How Long Can May Last???

The impact of hard Brexit is key. The ‘experts’ don’t seem to know, so your opinion seems as good as any other.

I fear it will be quite harsh. The simplest explanation for the government’s dissembling to date is that all the smart people involved within government fear the worst.

There’s much talk of a soft Brexit being unacceptable because it is clearly worse than full membership of the EU. Less talk about how a hard Brexit will be better. Typically, vague words about freedom to trade.

For this free trade to be better than membership of the EU, Britain would have to get better than WTO terms with countries that the EU doesn’t have agreements with (mainly America and China?), and/or better than EU terms with countries like Canada and Japan, so much so that it offsets the worsening of terms with the EU, on the small proportion of the British economy devoted to tradable goods and produce. Not obvious how that will work.

The EU is happy to accept any sensible free trade deal on goods and produce. It has a large surplus after all. But it literally cannot be better than a free trade deal (and all the frictions these involve) without full compliance with the single market’s rules for trade in goods and produce, including consequential constraints on trade with third parties. This is a dilemma for Britain, not for the EU. Hence the white paper’s futile ambiguity on this.

EU companies do need sophisticated financial services. It is naive to think these can only be provided within a few hundred metres of Leadenhall market. The global financial services companies can and will be delighted to offer them wherever they are required, for the usual fee. It is naive to think that any sophisticated economy will agree to give up is rights to regulate its own financial services industry. Never going to happen. The business will move to the EU, and all of the customers, providers and regulators involved will cooperate to minimise the cost. If the City wants to sell financial services abroad to anyone, it cannot afford to play hardball with the Europeans as they ‘take back control’.

So far as I know, Brexit won’t really change UK-based financial services companies’ ability to trade internationally, so no gains there.

All in my humble opinion of course. I have been entirely unsurprised by developments to date, but from here on, I think there is lots of scope for unexpected and unpredictable developments. We, the British, unfortunately do live in the most interesting of times!

I agree with a lot of what you’ve said, but not on financial services.

According to the Financial Times, a hard Brexit and loss of ‘passport rights’ to the EU would cost Deutsche Bank €10bn, and all EU banks €30bn-€40bn, as well being a major inconvenience. The costs to British banks would be a tiny fraction of that.

Also, $5tn worth of currency trades with a dollar component pass through London daily. This all goes through the CLS International Bank, regulated by the US Federal Reserve, located in London. There is no equivalent in the EU. Indirect access to this service by EU banks would raise the costs of processing for EU banks, with a particular impact for the large banks.

The FT concludes that “a harsh deal would hurt the EU’s financial sector more than the UK.”

My point is that there is a significant cost to EU’s the financial sector in breaking ties with the UK, and there are costs in many other sectors as well.

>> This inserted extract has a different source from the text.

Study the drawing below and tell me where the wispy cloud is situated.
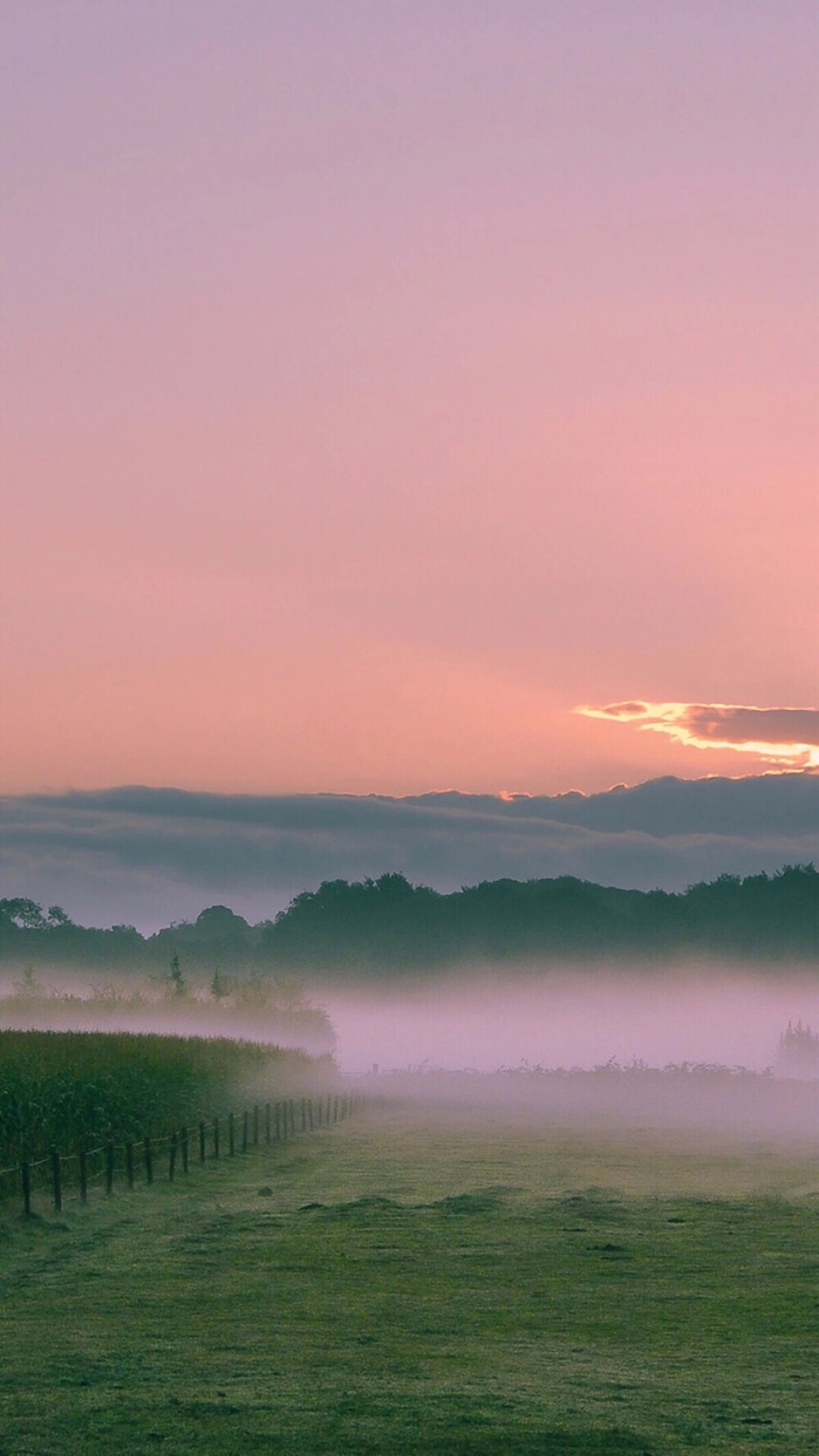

This will ultimately force the EU to conclude a reasonable deal.

We just need to make Britain Great Again, we were at our most influential when we ruled the waves and had red-coated soldiers just marching around squishing natives all over the place, I reckon that’s a good start.

We should probably declare war on France too, get Brittany back.

Unfortunately the French, unlike the rest of Europe, have nukes.

The article is paywalled. I’ll see if I can find it from the hard copy in the library later.

The EU does not need to be forced to conclude a reasonable deal. Everything the EU has said so far has been sweetly reasonable. All the claims of bad faith made so far have just been the typical Brexiteer disengagement from reality.

I did not know that about CLS bank. It seems important. I wonder what the public reaction will be to the ECB regulating some market activity in London after Brexit!

I would also stress that repatriation of financial services into the EU could easily take a decade if necessary. The EU is both pragmatic and long-term in its thinking.

Aside - it feels funny talking about the EU in such positive terms. An example of the power of conditioning to affect how we think about the world. Tell a lie often enough and it becomes the truth, even to your opponents.